SLOA313 May 2021 AFE7070 , AFE7071
As previously shown, the modulator correction performance depends on LO frequency. It is possible to use the internal NCO to provide some relief to the frequency tuning requirements. The integrated baseband filters facilitate driving the signal up to ±10 MHz around an LO set-point. In practice, the entire range cannot be used without incurring some amplitude roll off at the edges due to the filters. Generally speaking, the device achieves a flat response up to 80% of the bandwidth. This technique keeps the LO frequency fixed and varies the NCO to move the signal within a 16-MHz window. With three calibrated LO points you can cover almost 50 MHz of tunable bandwidth.
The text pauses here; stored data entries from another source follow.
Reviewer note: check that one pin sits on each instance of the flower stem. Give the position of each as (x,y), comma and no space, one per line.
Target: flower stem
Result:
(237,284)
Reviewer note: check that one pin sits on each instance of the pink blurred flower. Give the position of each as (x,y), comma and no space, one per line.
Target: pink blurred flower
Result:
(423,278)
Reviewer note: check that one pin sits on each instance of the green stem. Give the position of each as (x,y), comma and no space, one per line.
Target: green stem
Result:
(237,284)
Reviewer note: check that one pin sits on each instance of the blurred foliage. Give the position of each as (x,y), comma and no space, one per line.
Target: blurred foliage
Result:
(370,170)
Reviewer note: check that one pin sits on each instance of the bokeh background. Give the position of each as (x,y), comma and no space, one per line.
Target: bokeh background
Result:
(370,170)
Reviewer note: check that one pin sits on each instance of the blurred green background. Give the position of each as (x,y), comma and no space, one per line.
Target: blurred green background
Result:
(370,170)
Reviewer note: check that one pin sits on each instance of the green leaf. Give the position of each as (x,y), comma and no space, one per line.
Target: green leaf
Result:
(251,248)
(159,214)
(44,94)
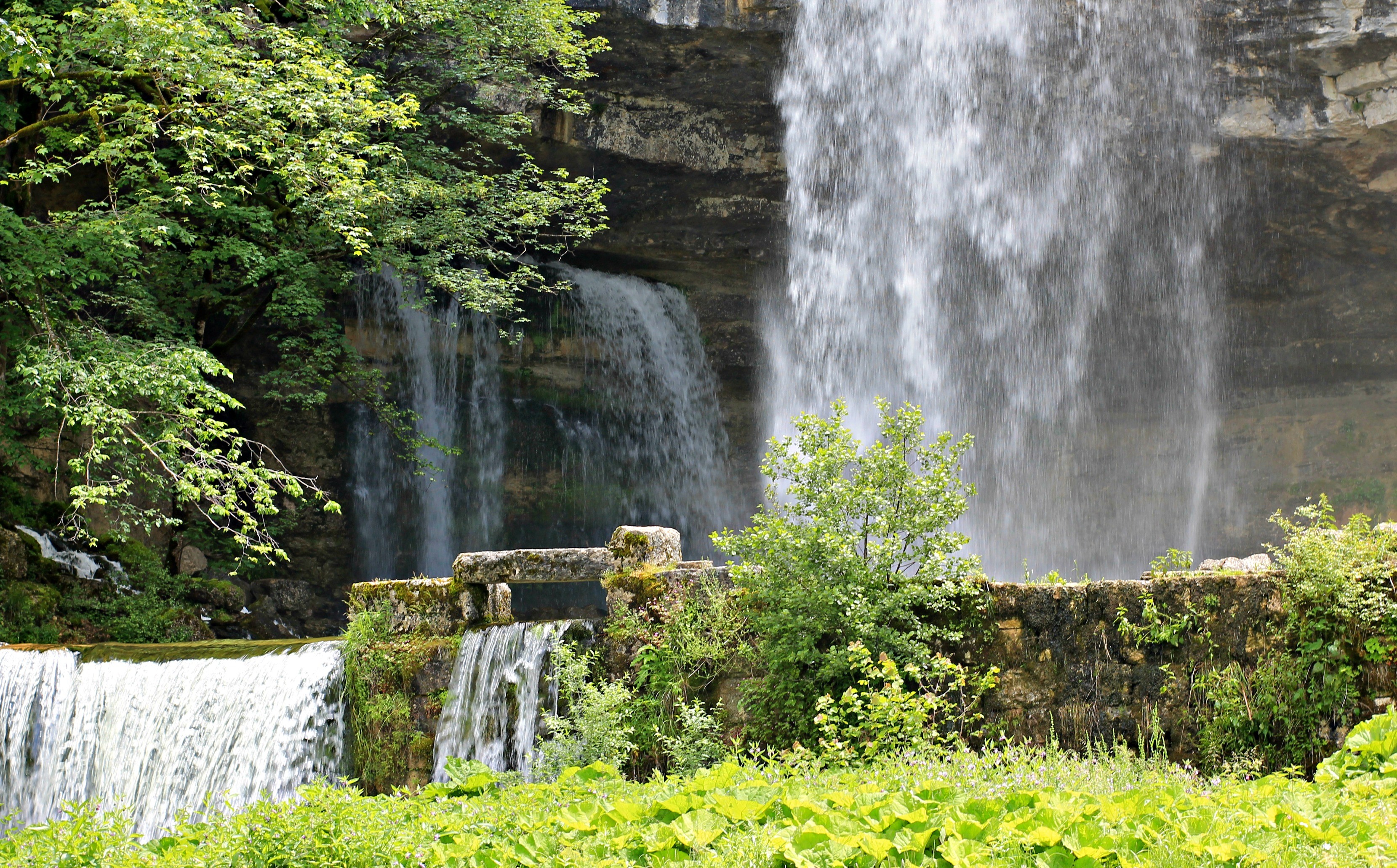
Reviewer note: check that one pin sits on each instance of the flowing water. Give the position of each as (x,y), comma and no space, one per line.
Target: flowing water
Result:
(1001,210)
(657,437)
(408,522)
(496,697)
(167,737)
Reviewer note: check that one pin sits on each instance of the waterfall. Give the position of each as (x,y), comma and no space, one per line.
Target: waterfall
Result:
(493,701)
(163,738)
(408,522)
(657,435)
(1001,212)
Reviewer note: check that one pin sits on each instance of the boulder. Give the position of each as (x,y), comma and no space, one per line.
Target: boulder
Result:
(1252,564)
(633,546)
(192,561)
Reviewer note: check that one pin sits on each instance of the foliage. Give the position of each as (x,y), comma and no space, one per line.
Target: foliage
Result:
(1157,625)
(696,741)
(888,720)
(147,604)
(596,720)
(379,671)
(853,546)
(463,777)
(1341,615)
(1015,808)
(181,177)
(1368,758)
(1173,561)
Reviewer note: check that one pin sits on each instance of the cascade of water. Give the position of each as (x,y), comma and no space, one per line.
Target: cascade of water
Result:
(416,523)
(1001,210)
(167,737)
(76,562)
(659,437)
(493,702)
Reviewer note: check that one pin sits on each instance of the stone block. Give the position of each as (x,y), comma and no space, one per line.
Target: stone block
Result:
(192,561)
(420,606)
(633,546)
(534,565)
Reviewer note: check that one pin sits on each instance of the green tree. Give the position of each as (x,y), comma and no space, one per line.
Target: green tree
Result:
(854,546)
(179,175)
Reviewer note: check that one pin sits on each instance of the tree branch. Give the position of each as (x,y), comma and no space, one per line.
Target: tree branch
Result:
(49,122)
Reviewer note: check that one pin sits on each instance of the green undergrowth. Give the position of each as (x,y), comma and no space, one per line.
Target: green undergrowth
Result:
(1013,807)
(1326,663)
(387,718)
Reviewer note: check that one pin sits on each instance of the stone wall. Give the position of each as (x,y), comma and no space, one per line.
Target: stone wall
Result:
(1068,670)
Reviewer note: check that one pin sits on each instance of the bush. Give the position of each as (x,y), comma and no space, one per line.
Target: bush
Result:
(878,716)
(596,722)
(853,546)
(1341,617)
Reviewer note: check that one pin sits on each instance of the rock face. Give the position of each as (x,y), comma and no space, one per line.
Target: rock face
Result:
(14,564)
(1305,105)
(686,130)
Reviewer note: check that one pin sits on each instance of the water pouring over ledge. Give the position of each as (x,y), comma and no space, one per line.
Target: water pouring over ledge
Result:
(168,737)
(1001,212)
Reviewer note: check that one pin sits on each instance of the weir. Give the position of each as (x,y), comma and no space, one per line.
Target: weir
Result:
(167,737)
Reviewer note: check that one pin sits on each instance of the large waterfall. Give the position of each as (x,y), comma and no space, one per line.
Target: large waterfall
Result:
(445,367)
(639,442)
(656,435)
(496,695)
(1001,210)
(163,738)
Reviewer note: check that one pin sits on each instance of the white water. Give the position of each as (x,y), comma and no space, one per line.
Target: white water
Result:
(493,702)
(163,738)
(1001,210)
(416,523)
(76,562)
(660,437)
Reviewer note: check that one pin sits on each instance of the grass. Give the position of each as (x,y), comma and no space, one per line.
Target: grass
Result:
(1010,807)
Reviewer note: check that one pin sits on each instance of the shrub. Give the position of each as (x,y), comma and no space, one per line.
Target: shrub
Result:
(879,716)
(853,546)
(1341,615)
(596,723)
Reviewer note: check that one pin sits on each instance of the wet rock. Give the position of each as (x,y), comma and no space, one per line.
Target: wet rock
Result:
(632,546)
(192,561)
(534,565)
(1252,564)
(266,623)
(291,596)
(217,593)
(14,562)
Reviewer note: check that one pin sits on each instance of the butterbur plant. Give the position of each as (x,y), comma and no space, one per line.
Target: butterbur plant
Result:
(879,716)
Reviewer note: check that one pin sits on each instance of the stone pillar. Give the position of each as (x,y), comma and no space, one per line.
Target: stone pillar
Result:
(633,546)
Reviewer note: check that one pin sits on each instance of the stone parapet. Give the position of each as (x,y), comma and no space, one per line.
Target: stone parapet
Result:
(480,593)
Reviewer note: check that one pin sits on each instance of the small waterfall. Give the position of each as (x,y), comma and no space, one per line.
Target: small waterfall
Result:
(73,561)
(659,435)
(417,523)
(1001,210)
(493,702)
(184,736)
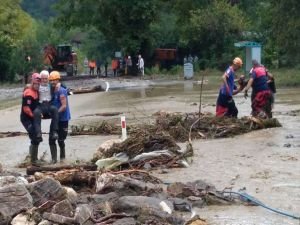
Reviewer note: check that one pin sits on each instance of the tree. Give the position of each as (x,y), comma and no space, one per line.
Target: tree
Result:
(284,21)
(15,24)
(125,23)
(212,31)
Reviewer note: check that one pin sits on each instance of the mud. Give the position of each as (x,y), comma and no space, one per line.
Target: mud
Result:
(259,161)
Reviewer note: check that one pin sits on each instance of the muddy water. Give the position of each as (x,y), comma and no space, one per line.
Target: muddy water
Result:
(265,163)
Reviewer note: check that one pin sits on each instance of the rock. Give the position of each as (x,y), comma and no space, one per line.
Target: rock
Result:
(287,145)
(105,146)
(45,222)
(22,219)
(125,221)
(181,204)
(72,196)
(59,219)
(7,180)
(196,188)
(196,220)
(14,199)
(176,189)
(147,166)
(289,136)
(45,190)
(196,201)
(98,199)
(63,208)
(143,207)
(107,182)
(82,214)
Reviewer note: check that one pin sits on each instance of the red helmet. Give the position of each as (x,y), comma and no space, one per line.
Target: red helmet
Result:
(35,78)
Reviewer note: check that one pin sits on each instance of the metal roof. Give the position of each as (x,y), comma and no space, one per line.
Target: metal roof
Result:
(250,44)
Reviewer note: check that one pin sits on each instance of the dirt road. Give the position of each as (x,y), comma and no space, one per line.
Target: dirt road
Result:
(265,162)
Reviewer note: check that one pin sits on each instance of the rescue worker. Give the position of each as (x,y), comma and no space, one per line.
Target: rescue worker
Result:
(141,65)
(92,65)
(30,100)
(261,94)
(114,66)
(225,103)
(60,100)
(45,109)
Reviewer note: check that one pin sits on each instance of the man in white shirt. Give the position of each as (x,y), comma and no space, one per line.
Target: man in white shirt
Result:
(45,109)
(141,65)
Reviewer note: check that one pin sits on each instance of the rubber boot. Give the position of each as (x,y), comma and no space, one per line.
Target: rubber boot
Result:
(62,150)
(30,149)
(62,154)
(53,150)
(33,154)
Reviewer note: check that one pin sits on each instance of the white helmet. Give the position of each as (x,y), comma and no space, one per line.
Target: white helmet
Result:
(44,73)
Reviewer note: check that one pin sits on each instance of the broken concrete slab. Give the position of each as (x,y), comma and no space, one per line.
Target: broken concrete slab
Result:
(63,208)
(14,199)
(45,190)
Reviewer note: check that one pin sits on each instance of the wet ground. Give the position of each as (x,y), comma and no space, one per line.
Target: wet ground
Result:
(265,162)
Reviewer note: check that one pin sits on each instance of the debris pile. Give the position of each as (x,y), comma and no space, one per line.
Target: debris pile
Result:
(183,126)
(123,197)
(142,150)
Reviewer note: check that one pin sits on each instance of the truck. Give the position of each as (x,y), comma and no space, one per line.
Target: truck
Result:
(61,58)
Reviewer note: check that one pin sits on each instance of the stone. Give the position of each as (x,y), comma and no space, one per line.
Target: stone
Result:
(7,180)
(22,219)
(144,207)
(14,199)
(181,204)
(45,190)
(102,198)
(58,218)
(45,222)
(107,182)
(72,196)
(125,221)
(82,214)
(63,208)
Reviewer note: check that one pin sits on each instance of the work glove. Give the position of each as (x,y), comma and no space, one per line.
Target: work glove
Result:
(246,94)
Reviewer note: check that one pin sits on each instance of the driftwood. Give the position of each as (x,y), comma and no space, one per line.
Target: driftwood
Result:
(70,177)
(32,169)
(87,90)
(12,134)
(103,114)
(13,200)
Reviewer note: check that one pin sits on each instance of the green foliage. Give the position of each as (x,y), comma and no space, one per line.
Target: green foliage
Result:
(212,31)
(125,23)
(5,53)
(285,27)
(15,24)
(40,9)
(176,70)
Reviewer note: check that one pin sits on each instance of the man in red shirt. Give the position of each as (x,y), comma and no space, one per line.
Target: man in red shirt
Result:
(30,101)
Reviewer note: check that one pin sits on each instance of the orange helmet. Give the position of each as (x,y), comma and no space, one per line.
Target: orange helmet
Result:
(54,75)
(237,61)
(35,78)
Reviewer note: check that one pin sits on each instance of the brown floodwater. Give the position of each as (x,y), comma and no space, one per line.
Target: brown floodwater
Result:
(265,163)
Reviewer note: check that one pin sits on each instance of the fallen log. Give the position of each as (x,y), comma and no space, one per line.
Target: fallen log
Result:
(30,170)
(87,90)
(70,177)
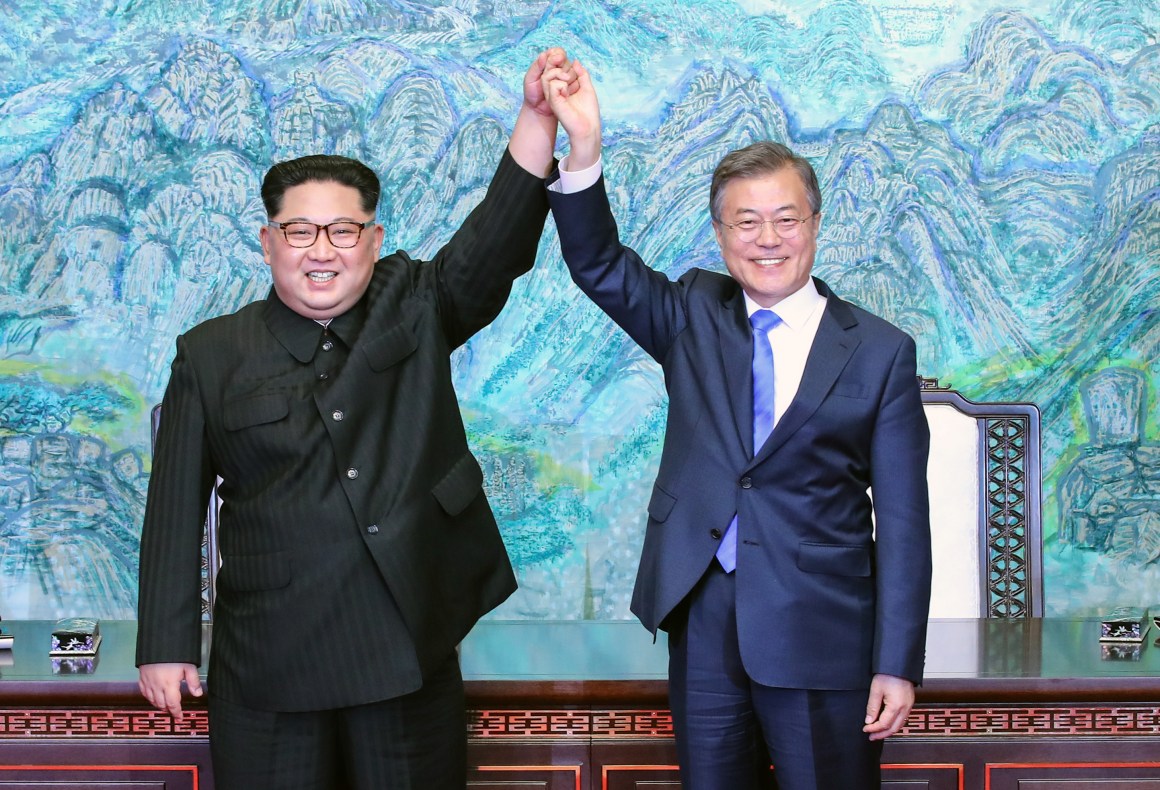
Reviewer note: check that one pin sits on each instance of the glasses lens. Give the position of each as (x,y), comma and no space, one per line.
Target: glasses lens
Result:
(299,234)
(343,234)
(749,230)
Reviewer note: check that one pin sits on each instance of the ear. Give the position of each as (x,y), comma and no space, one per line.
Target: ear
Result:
(263,236)
(719,231)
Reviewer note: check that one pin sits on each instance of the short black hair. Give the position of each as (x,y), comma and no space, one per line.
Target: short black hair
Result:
(760,159)
(319,167)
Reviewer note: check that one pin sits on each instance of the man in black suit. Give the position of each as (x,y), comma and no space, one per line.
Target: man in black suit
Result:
(796,608)
(357,548)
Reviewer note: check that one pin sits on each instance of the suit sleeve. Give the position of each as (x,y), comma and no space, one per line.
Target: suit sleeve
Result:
(498,243)
(642,301)
(899,450)
(169,601)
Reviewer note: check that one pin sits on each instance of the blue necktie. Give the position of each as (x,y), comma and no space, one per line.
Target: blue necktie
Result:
(762,320)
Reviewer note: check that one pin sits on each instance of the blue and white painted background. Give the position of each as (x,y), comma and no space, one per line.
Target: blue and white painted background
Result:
(990,169)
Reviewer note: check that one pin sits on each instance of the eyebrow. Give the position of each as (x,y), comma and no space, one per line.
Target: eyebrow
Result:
(788,207)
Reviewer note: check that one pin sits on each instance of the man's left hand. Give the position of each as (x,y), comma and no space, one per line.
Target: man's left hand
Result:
(891,700)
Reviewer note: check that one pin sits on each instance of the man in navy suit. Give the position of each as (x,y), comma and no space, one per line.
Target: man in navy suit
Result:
(796,608)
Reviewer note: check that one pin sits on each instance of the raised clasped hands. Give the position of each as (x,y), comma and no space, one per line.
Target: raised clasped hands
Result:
(572,98)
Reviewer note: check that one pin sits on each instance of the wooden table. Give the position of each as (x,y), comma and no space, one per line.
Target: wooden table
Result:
(1006,704)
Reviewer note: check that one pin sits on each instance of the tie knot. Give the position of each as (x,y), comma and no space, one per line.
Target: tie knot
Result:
(765,319)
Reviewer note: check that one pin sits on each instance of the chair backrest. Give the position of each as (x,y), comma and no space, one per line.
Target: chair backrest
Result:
(210,557)
(985,506)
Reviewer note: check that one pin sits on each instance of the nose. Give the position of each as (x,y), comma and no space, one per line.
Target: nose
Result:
(768,239)
(323,248)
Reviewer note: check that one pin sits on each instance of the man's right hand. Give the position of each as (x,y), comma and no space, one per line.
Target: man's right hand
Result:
(160,683)
(578,111)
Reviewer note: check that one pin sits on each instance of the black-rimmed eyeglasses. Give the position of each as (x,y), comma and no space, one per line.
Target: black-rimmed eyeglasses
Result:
(343,234)
(787,227)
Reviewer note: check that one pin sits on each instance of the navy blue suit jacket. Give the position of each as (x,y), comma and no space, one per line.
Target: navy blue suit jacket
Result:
(831,589)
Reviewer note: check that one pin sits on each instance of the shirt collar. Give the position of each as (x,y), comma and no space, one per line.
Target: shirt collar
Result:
(796,309)
(299,334)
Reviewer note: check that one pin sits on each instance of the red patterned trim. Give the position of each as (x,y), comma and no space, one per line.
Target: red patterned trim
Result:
(922,722)
(100,723)
(553,724)
(1063,720)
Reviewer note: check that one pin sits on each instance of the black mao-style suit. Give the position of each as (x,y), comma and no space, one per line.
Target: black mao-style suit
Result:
(829,589)
(357,546)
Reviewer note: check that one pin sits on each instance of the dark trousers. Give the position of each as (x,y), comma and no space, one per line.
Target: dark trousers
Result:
(729,727)
(418,741)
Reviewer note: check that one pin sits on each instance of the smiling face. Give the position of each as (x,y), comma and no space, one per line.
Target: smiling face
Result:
(769,268)
(320,281)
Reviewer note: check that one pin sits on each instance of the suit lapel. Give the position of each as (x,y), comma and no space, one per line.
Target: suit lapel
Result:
(832,349)
(737,355)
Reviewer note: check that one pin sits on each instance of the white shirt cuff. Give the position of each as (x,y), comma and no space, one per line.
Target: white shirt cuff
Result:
(574,181)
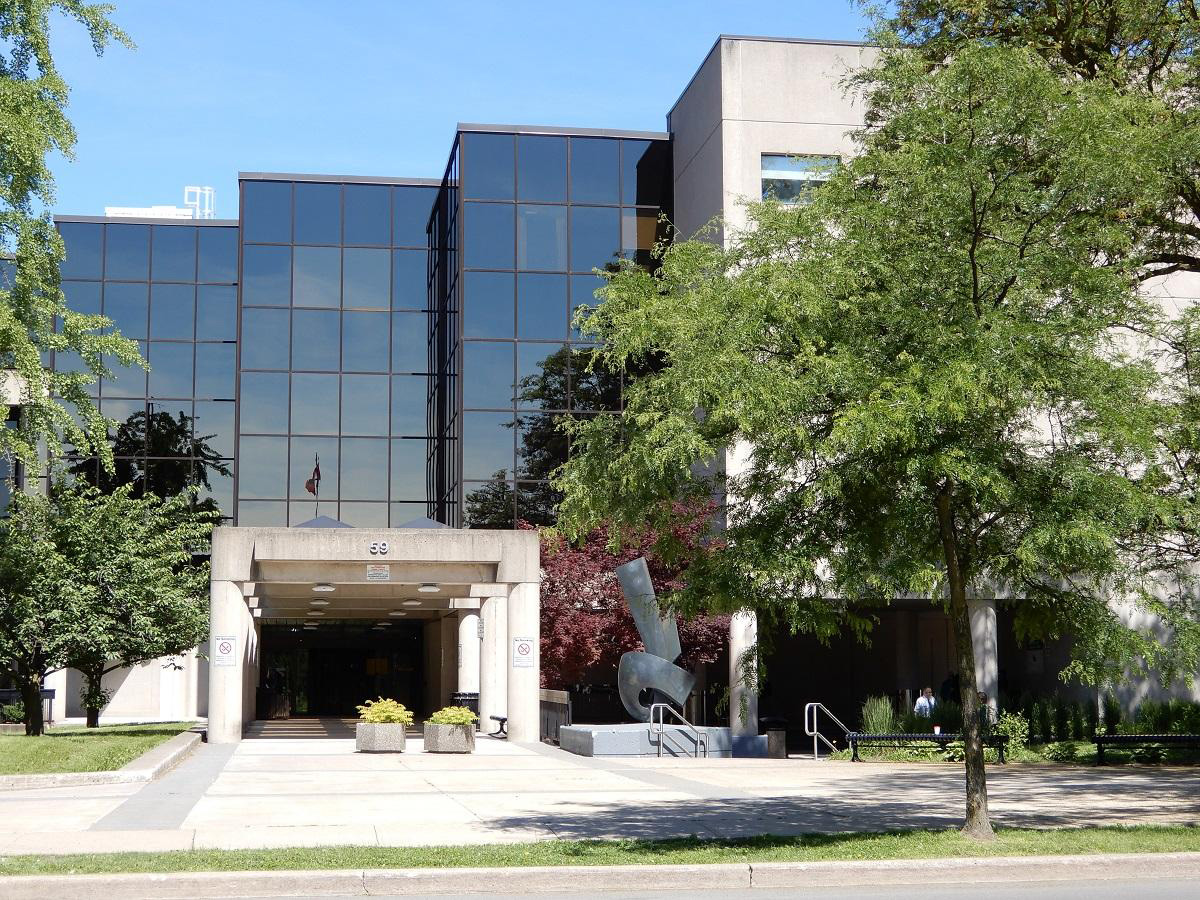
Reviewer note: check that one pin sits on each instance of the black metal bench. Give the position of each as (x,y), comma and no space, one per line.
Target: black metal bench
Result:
(1141,741)
(858,738)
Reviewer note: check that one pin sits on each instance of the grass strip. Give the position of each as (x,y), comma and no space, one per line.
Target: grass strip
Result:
(808,847)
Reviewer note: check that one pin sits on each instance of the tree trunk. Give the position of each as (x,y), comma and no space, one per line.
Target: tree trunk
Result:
(977,823)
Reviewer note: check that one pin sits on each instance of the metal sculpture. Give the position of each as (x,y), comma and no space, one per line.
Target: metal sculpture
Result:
(653,670)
Figure 2-13 and Figure 2-14 compare the corrected CF and SBS performance when shifting the LO versus shifting the NCO. Performance with the NCO shift stays more consistent. In other words, the variation of the baseband signal and a fixed LO is more consistent than the other way around with the baseband fixed and the LO varied.
Using the NCO to shift over frequency offers a unique advantage in that QMC frequency correction is likely not needed. The fixed LO frequencies are calibrated out for best performance. Further, the temperature slope adjustment with respect to frequency is also not needed. This provides an easier, more consistent response without incurring the tolerance error of the frequency control algorithm.